Clinical research into lupus has long been hampered by failures of medications that initially seemed promising. Now, a coalition of drugmakers, federal regulators, and activists has come together to forge a path toward better-designed studies and – potentially – groundbreaking new drugs.
“We have an opportunity to work collaboratively in lupus to address the challenges in drug development,” Teodora Staeva, PhD, vice president and chief scientific officer of the Lupus Research Alliance, said in an interview.
The alliance held a press conference on March 29 to announce the formation of the public-private Lupus Accelerating Breakthroughs Consortium. Coalition members include several major drugmakers, lupus organizations such as the LRA, the American College of Rheumatology, the Food and Drug Administration, and other federal agencies. Academic researchers, people living with lupus, caregivers and family members, and other members of the lupus community are also on board.
As Dr. Staeva explained, research into lupus has been marked by a high rate of failure. “Often, phase 2 trial successes have not translated into phase 3 successes,” she said.
But researchers, she said, don’t tend to think this is because the drugs themselves are useless.
Instead, it appears that “trial designs are not adequate to capture meaningful readouts of the drug effects, and that may have contributed to the multiple failures,” she said.
According to her, this may because the trials aren’t yet designed to fully detect whether drugs are useful. This is difficult to accomplish since patients have so many manifestations of the disease and trial participants already take a variety of existing drugs.
“Another major limitation has been the lack of integration of the patient’s voice and needs in the drug development process,” she said. It’s also challenging to recruit patients with the most severe lupus to participate in studies, especially since the trials often last 52 weeks.
The new coalition will not directly develop or favor specific drugs. Instead, it will focus on clinical research priorities. “It’s all open and collaborative,” Dr. Staeva explained, and a patient council will provide input. “We have a unique opportunity to bring the voice of people [living with lupus] to the table for the first time and be able to integrate their needs and priorities into the infrastructure.”
The new coalition was inspired by existing public-private partnerships such as the Kidney Health Initiative, she said. That initiative was founded in 2012 by the FDA and the American Society of Nephrology and has dozens of members, including multiple drugmakers and medical societies.
The leadership of the Lupus ABC coalition will include three nonvoting members from the FDA. They’ll offer guidance, Dr. Staeva said. At the press conference, Albert T. Roy, president and CEO of the LRA, said drug companies will appreciate the opportunity to speak with FDA representatives “in a space that is not competitive with respect to intellectual property or anything like that.”
The coalition will meet later in spring 2023, Dr. Staeva said. She hopes it will launch a couple of projects by the end of 2023 and be able to release preliminary results by the end of 2024.
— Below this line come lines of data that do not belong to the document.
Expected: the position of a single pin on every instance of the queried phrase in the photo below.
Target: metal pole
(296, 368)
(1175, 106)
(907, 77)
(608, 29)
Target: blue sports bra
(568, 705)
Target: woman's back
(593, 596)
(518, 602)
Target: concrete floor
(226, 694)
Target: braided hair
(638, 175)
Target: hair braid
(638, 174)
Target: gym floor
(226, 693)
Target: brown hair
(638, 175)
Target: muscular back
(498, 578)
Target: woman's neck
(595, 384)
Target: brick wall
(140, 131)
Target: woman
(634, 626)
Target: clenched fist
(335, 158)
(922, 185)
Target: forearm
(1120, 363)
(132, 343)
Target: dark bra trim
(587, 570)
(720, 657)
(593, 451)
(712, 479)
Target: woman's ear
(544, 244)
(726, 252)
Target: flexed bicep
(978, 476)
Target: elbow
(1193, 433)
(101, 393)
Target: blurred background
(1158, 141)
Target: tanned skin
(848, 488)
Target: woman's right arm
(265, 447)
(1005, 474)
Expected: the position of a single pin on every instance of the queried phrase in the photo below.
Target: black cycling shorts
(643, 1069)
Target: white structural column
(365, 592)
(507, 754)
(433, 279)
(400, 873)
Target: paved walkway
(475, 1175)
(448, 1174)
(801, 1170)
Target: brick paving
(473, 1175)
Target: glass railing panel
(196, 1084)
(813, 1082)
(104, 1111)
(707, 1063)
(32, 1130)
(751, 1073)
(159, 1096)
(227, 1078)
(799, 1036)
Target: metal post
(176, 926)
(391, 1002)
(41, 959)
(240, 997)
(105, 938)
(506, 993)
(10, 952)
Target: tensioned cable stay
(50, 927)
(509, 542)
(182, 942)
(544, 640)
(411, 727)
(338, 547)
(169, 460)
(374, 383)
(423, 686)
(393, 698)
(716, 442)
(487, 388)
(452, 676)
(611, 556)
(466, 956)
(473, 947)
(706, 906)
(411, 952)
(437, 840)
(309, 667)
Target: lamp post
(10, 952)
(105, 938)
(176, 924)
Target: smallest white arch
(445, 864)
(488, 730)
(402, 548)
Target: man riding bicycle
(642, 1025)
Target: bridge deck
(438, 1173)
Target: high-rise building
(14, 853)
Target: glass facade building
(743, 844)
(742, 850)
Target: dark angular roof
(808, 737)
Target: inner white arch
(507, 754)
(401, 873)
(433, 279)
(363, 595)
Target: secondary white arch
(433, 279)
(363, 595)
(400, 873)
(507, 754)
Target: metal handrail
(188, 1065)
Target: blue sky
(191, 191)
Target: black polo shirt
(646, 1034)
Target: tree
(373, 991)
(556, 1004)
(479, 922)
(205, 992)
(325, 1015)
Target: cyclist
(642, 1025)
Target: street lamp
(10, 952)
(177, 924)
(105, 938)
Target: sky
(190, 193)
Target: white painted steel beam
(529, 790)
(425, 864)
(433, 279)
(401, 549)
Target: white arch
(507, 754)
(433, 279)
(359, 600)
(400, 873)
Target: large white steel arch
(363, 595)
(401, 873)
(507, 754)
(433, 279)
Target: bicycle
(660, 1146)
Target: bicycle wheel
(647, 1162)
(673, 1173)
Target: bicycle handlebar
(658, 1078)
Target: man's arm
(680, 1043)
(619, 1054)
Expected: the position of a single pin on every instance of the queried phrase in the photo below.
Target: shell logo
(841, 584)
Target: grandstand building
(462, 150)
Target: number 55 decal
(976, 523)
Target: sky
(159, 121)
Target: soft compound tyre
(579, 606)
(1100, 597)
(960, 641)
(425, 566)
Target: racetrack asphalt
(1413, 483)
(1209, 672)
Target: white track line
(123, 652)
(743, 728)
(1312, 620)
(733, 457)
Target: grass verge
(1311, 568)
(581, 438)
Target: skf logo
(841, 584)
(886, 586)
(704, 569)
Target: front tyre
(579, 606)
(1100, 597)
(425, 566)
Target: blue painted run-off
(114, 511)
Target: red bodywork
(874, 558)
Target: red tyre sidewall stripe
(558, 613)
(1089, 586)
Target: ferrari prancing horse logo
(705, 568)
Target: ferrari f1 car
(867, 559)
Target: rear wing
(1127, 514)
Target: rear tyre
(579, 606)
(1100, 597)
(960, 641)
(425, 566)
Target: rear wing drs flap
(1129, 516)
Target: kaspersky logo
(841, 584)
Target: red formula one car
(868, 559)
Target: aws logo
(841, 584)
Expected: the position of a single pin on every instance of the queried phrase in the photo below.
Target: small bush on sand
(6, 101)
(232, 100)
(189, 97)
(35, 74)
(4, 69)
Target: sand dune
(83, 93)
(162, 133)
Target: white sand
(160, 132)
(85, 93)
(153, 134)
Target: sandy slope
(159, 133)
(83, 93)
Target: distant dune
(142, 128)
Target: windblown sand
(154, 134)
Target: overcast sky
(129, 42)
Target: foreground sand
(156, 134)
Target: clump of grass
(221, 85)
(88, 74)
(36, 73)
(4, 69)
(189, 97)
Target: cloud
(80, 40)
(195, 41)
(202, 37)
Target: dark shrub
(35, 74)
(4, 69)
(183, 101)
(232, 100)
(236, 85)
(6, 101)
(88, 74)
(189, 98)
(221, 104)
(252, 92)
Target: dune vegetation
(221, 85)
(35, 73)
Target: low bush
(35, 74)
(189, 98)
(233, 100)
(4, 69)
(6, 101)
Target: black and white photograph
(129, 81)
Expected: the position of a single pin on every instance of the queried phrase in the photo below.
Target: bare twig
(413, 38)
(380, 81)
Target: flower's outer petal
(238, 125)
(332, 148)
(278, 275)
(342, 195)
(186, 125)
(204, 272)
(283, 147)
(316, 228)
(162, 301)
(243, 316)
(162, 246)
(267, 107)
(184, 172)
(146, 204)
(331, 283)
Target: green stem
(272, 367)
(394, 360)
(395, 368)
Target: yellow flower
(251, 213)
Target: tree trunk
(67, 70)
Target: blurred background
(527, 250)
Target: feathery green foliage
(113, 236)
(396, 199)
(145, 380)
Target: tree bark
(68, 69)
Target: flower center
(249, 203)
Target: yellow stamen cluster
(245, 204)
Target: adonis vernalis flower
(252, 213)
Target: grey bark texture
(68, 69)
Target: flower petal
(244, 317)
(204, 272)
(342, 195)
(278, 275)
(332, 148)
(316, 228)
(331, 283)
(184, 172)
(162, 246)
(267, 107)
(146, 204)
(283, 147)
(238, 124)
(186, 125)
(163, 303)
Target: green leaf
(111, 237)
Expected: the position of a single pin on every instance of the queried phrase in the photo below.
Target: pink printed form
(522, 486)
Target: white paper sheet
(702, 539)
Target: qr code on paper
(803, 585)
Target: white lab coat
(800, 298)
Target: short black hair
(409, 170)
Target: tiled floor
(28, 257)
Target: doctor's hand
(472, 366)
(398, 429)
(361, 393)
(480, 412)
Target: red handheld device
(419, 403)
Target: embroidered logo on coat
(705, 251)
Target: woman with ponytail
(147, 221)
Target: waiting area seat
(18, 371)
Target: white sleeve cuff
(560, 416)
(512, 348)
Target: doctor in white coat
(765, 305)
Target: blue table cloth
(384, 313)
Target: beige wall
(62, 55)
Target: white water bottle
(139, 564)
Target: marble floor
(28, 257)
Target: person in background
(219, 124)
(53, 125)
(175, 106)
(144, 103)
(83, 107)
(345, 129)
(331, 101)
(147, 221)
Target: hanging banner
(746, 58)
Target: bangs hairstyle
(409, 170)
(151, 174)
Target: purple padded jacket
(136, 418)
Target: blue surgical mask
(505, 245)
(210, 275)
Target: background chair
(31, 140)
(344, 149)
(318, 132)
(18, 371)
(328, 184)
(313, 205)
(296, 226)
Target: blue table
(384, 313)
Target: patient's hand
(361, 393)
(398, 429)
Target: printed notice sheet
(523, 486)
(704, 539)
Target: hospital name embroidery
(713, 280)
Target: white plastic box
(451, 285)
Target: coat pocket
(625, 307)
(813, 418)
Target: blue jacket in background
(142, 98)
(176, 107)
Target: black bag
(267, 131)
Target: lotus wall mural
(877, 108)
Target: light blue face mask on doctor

One challenge will be figuring out how to stratify trial subjects so drug studies will more easily detect medications that may work in smaller populations of patients, Hoang Nguyen, PhD, director of scientific partnerships at the LRA, said in an interview. “Now we lump [patients] all together, and that’s not the optimal way to test drugs on patients who have a lot of differences.”
According to Dr. Staeva, the LRA funded the development of the coalition, and drugmakers will primarily provide financial support going forward. The pharmaceutical company members of the coalition are Biogen, Bristol-Myers Squibb, Eli Lilly, EMD Serono, Genentech, Gilead, GlaxoSmithKline, Merck, and Takeda.
Dr. Staeva, Dr. Nguyen, and Mr. Roy have no disclosures.